Reading Time:6 minutes
Why you can trust SCMP

Ah Nan looks like any fashionable Hong Kong woman. She appears inconspicuous in her trendy sleeveless top, jeans and flip-flops in Mongkok. But this is her way of concealing her identity.

Advertisement

'I don't wear old-fashioned clothes so that police are unlikely to want to check my identity,' she said. 'Whenever I see police my heart jumps. I immediately grab my mobile phone and pretend to be talking, or head into shops.' When Ah Nan is home alone, she ensures the door is locked and never picks up the phone when it rings. Her family members are just as vigilant, closing the door on their apartment whenever they hear the watchman's walkie-talkie, fearing it might be the police.

Twenty-seven-year old Ah Nan - which is not her real name - is a right-of-abode seeker living a secret life in Hong Kong. Her parents have been granted permanent residency, but she is one of a small number of mainlanders who live a life of secrecy, warily going out in public and slipping into the shadows at the first sighting of police.

She is not alone in her fear. The Immigration Department says there are 150 abode claimants still hiding in Hong Kong. They are the last of thousands who lived here at the peak of the right-of-abode saga about six years ago. Back then, as many as 8,000 claimants resided in Hong Kong, with most electing to return to the mainland before a grace period set by the government ended in March 2002.
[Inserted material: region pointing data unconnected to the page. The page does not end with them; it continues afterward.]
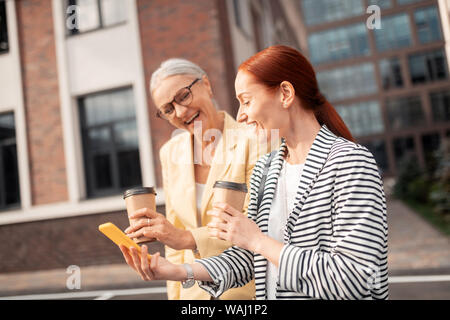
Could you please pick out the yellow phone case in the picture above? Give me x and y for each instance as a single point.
(118, 237)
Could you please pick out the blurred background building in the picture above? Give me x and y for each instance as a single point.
(78, 127)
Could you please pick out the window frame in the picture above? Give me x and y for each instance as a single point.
(112, 150)
(4, 27)
(7, 143)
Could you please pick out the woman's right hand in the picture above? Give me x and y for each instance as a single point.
(157, 269)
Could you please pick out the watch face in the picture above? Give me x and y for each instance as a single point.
(189, 283)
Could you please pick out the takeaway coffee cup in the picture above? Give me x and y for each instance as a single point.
(138, 198)
(231, 193)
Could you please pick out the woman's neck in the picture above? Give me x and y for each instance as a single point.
(300, 137)
(217, 123)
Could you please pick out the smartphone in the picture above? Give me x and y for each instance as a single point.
(118, 237)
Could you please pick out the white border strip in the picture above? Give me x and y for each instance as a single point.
(411, 279)
(98, 295)
(67, 209)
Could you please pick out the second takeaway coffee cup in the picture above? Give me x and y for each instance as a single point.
(231, 193)
(138, 198)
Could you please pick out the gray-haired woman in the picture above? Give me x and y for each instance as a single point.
(183, 96)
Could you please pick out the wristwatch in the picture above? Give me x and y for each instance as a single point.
(190, 280)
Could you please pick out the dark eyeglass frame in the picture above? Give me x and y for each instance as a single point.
(171, 108)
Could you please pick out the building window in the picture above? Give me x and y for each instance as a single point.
(440, 105)
(110, 142)
(337, 44)
(395, 33)
(9, 172)
(405, 112)
(427, 67)
(347, 82)
(428, 24)
(404, 148)
(242, 16)
(323, 11)
(94, 14)
(430, 144)
(4, 46)
(363, 118)
(378, 149)
(383, 4)
(391, 73)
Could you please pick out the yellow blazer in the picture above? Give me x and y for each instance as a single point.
(233, 160)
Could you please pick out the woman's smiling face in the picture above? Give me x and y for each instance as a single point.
(258, 106)
(200, 108)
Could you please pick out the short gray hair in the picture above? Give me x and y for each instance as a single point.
(173, 67)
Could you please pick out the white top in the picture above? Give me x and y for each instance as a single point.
(199, 187)
(282, 206)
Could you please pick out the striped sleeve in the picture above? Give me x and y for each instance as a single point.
(231, 269)
(356, 265)
(235, 266)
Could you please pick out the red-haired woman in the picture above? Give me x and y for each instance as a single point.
(316, 225)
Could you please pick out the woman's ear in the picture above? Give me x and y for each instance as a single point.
(207, 84)
(287, 94)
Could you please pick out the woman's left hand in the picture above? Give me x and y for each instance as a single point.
(233, 226)
(158, 227)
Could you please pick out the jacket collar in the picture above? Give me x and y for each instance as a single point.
(314, 163)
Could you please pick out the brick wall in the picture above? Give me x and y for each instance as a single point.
(189, 29)
(59, 243)
(41, 96)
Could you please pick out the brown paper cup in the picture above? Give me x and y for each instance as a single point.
(138, 198)
(231, 193)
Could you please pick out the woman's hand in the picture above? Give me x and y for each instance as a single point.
(157, 268)
(234, 227)
(158, 227)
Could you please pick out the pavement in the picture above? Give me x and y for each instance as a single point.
(418, 261)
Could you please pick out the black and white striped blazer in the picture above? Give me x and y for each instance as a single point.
(335, 240)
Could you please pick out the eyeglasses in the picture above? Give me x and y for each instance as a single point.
(182, 97)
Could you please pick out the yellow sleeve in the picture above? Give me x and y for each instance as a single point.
(174, 256)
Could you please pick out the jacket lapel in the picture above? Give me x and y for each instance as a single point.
(315, 161)
(185, 185)
(220, 163)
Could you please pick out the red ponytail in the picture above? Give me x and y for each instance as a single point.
(276, 64)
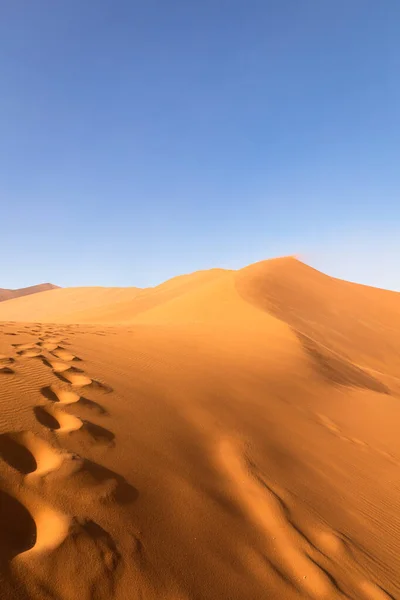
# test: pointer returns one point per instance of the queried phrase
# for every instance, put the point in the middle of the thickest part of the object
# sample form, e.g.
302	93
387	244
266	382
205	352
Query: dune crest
226	434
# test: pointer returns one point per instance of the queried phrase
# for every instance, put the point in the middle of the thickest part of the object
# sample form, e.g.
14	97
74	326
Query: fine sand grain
225	435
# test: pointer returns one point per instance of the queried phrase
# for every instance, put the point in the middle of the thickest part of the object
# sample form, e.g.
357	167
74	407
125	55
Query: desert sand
225	435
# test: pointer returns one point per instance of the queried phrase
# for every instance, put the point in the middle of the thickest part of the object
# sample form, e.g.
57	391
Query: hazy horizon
140	142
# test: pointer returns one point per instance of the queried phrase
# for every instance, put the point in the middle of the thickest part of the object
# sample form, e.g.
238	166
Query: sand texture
225	435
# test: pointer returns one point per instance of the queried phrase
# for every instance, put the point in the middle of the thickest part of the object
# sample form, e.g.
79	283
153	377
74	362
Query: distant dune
226	434
34	289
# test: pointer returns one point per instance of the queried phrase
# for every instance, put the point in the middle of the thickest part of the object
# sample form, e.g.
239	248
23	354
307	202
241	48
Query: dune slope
34	289
224	435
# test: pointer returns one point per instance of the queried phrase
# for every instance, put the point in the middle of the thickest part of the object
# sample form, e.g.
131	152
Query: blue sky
141	140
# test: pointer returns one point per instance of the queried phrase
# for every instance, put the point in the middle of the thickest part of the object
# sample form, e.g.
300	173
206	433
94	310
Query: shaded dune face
221	435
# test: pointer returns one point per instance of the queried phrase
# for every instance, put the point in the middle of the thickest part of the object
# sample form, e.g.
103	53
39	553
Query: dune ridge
227	434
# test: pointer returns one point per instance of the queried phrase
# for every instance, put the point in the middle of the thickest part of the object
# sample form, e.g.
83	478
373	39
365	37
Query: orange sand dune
227	434
34	289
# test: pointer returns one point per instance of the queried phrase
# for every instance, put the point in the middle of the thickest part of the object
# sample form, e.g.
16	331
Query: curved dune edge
295	557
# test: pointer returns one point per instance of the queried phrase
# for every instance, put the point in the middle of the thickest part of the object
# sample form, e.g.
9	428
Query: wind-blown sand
227	434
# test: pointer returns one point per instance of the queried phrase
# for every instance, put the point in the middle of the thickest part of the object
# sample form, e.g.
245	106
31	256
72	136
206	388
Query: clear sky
145	139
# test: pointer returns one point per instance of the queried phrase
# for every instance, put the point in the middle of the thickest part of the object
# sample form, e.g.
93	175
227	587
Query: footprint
62	422
52	527
75	378
267	512
57	394
6	360
17	526
29	454
111	485
6	371
16	454
30	353
373	592
57	366
57	420
63	396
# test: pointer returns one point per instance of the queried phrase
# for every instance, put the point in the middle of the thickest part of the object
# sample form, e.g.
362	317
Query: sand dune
34	289
227	434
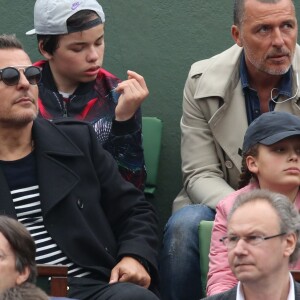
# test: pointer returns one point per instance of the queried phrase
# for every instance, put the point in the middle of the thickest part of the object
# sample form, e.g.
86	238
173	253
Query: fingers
135	82
114	276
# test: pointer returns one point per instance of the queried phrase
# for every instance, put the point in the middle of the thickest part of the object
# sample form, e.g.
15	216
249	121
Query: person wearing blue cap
271	160
70	36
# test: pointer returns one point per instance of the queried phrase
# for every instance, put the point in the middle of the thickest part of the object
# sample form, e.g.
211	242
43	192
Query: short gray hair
239	10
289	218
8	41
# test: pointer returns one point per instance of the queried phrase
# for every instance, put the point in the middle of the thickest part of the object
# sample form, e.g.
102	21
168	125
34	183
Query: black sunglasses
11	75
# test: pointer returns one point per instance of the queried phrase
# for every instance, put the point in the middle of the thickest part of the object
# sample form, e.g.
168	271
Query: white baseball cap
50	16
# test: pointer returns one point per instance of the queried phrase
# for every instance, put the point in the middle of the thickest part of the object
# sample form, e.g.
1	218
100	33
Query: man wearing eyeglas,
262	240
59	182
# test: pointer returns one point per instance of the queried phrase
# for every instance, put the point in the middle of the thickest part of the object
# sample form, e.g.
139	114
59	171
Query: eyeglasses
231	241
11	75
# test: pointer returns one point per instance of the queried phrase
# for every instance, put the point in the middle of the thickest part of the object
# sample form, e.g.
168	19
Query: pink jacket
220	278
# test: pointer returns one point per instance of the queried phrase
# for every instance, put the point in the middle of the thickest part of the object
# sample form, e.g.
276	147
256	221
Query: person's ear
251	164
23	276
236	35
42	51
290	245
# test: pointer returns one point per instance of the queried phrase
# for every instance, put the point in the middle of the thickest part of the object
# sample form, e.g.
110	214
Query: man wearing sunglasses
57	180
263	238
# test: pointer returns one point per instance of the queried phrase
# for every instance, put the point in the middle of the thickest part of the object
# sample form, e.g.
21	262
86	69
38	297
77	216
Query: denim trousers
179	264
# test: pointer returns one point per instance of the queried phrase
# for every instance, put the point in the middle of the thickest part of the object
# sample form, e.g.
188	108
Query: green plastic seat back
152	133
205	229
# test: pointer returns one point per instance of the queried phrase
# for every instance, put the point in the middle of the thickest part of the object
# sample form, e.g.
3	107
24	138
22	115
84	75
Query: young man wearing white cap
70	36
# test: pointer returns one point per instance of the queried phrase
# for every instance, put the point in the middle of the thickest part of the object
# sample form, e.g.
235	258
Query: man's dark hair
22	245
239	10
51	42
8	41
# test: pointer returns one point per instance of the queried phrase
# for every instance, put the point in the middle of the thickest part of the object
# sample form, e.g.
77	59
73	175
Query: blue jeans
179	258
The Basic Law of Hong Kong says the children of Hong Kong permanent residents have the right of abode, but it does not specify whether at least one parent had to be a permanent resident of Hong Kong at the time of their child's birth. Despite the situation being unclear, thousands of mainland-born children flooded across the border, sparking scores of court cases as they fought for residency status.

Advertisement

The claimants were jubilant when the Court of Final Appeal ruled on January 29, 1999, interpreted the Basic Law to mean that children born before their parents became permanent residents were entitled to stay. But their joy was short-lived as the government, claiming that 1.67 million people would flood into Hong Kong if they were given the right, asked the National People's Congress Standing Committee to reinterpret the Basic Law. That June, the committee ruled that the abode seekers didn't have the right to stay because at the time of their birth neither parent was a Hong Kong permanent resident.